If there’s any office for which a candidate should be disqualified for engaging in absentee ballot fraud, it’s city clerk, which, among other responsibilities, is in charge of handling absentee ballots. Yet in an astounding claim made just days before Tuesday’s election, City Clerk Ron Smith said late last week that he planned to file a complaint with the state Elections Enforcement Commission concerning complaints about absentee ballot fraud. At issues are affidavits from 11 residents of Ward 8 — the ward represented by Smith’s opponent Alderman Michael Smart — claiming their absentee ballots were illegally picked up. One resident told the Register’s Mary O’Leary on Thursday that Smart himself picked up her ballot. The woman, Cynthia Britt, issued a statement Friday walking back her original comments and saying that Smart had merely handled her application for an absentee ballot, and not the ballot himself.

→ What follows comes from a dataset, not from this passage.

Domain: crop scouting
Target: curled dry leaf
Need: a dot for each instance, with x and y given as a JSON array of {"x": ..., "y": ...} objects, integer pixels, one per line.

Records in the city clerk’s office show that Smart took out the majority of the 181 absentee ballot applications tallied in the office by Deputy City Clerk Sally Brown. Taking out the ballots is legal. But only a family member of an incapacitated person, a designated caretaker or a police officer can return the ballot if the voter is incapable of mailing it back.
Smart told the Register he did not pick up Britt’s ballot, but said he didn’t want to talk about the allegations in detail, thought he said he followed the letter of the law.
“There is an investigation going on and until it is done, I don’t want to get into it,” Smart said.